Ее горячая мамочка
Шрифт:
Галкина автоматически начинает неторопливый круг хождения вокруг площадки.
– Он посылал на Вас психологическую атаку, перед тем как подвергнуть насилию? – возмущена Наташа. – Он говорил Вам всякие унизительные слова, принижающие образ женщины?
– Какие слова, пьян же был… – объясняет дедок. – А вот трусы тоже надо заснять. Первым номером!
Он разворачивает трусы в газеточке.
– Это теперь как платье Моники Левински, на вес золота. Снимайте.
– Чьи
– Да этого мерзавца! Сделал дело, а трусы забыл по пьяни… Мы их в экспертизу пустим.
На втором круге хождения Галкина восклицает:
– Я перезвоню, но ты выслушай меня. Слушаешь? Только мой ребеночек скажет с восторгом: мама, ну у тебя попа… Только моя кровиночка это скажет…
Наташа отрывается от интервью и говорит что-то встревоженным голосом остановившейся Галкиной.
Переводчица переводит:
– Елена, ужасный случай насилия в Россия. Эту бабушку на съемках народного деревенского шоу случайно изнасиловали…

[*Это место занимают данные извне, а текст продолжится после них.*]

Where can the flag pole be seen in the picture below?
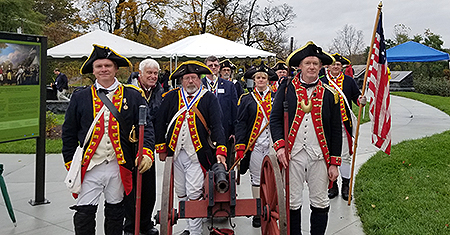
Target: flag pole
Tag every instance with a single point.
(380, 5)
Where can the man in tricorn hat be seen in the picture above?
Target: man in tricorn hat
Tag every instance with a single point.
(186, 117)
(253, 116)
(348, 92)
(282, 71)
(109, 156)
(314, 138)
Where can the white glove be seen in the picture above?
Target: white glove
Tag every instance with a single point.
(146, 163)
(362, 100)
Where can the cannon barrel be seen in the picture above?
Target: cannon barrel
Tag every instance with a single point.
(220, 177)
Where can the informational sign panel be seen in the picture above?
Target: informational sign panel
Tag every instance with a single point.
(20, 80)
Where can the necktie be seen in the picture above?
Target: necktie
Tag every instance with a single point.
(103, 90)
(213, 89)
(308, 85)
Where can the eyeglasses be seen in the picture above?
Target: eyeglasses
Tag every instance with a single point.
(188, 78)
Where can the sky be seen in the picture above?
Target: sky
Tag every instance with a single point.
(320, 20)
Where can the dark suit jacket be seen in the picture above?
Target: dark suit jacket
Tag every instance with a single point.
(79, 116)
(228, 103)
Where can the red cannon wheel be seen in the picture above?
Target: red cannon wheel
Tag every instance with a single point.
(273, 219)
(167, 215)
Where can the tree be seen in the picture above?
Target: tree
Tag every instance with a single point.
(136, 20)
(61, 21)
(238, 21)
(267, 27)
(15, 14)
(349, 42)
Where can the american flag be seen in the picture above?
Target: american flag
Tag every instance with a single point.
(378, 93)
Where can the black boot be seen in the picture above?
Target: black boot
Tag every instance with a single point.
(345, 188)
(334, 191)
(256, 221)
(319, 220)
(114, 214)
(84, 219)
(295, 221)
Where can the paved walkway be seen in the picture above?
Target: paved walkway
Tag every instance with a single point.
(410, 120)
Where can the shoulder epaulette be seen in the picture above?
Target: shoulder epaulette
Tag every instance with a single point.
(135, 87)
(239, 101)
(333, 91)
(81, 88)
(176, 88)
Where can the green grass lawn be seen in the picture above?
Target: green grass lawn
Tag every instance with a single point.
(409, 191)
(29, 145)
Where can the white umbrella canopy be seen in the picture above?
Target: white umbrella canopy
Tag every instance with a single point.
(82, 47)
(207, 44)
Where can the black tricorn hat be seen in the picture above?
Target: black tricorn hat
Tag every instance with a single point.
(280, 65)
(227, 63)
(341, 59)
(310, 49)
(103, 52)
(261, 68)
(188, 67)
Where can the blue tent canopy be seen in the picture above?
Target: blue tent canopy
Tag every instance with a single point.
(414, 52)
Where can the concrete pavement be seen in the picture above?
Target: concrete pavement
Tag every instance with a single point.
(410, 120)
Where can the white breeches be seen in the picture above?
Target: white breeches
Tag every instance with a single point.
(256, 159)
(303, 168)
(105, 178)
(188, 182)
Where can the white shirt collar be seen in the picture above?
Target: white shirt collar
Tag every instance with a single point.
(110, 88)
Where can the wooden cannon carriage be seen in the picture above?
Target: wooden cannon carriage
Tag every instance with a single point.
(220, 199)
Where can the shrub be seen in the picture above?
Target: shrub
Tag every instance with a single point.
(50, 121)
(434, 86)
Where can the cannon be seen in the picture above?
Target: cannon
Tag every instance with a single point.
(220, 199)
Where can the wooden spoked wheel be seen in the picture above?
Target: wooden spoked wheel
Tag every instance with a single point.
(273, 218)
(167, 216)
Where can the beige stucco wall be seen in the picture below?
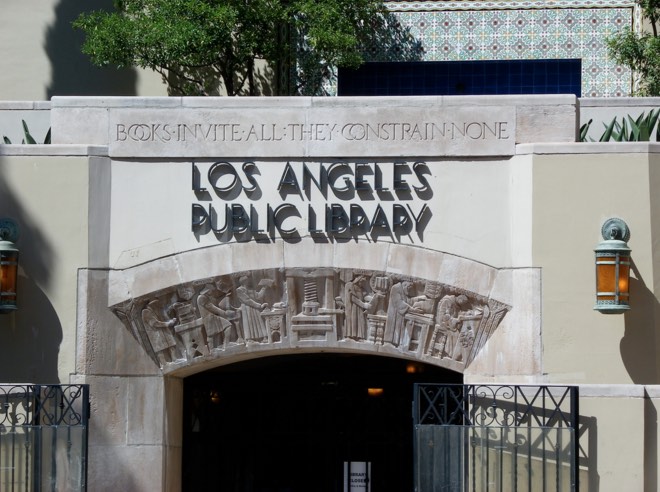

– Да-да, я помню. И кажется, помню кто…
Переводчица поясняет:
– Молодой пьяный оператор, ночью. Пошел к своей девушке и случайно забрел в палатку со спящей массовкой…
– Какой ужас…
Дедок тоже возмущен:
– Ужас не ужас, а пусть заплатит теперь, правильно я говорю? Ты отстегни маленько жертве, правда? А так я до суда дойду. Это что же получается: среди бела дня твою супругу схватили…
– Ночью же… – не поняла переводчица.
На глаза Галкиной наворачиваются слезы:
– Но ты же говорила это, я помню! Я все помню, доча! Когда мой ребенок скажет такое – я заплачу от счастья!
Корреспондентка с удивлением смотрит на Елену Андреевну:
– Почему Елена плачет? Ведь Елизавета Мироновна жива и готова дать насильнику достойную месть!
Переводчица по-немецки поясняет Наташе:
– Елена Андреевна сказала, что у нее восхитительная огромная задница. И потом заплакала.
Наташа стала суха, теряя интерес:
– У нас в Европе среди прогрессивных женщин так не принято выражаться о себе.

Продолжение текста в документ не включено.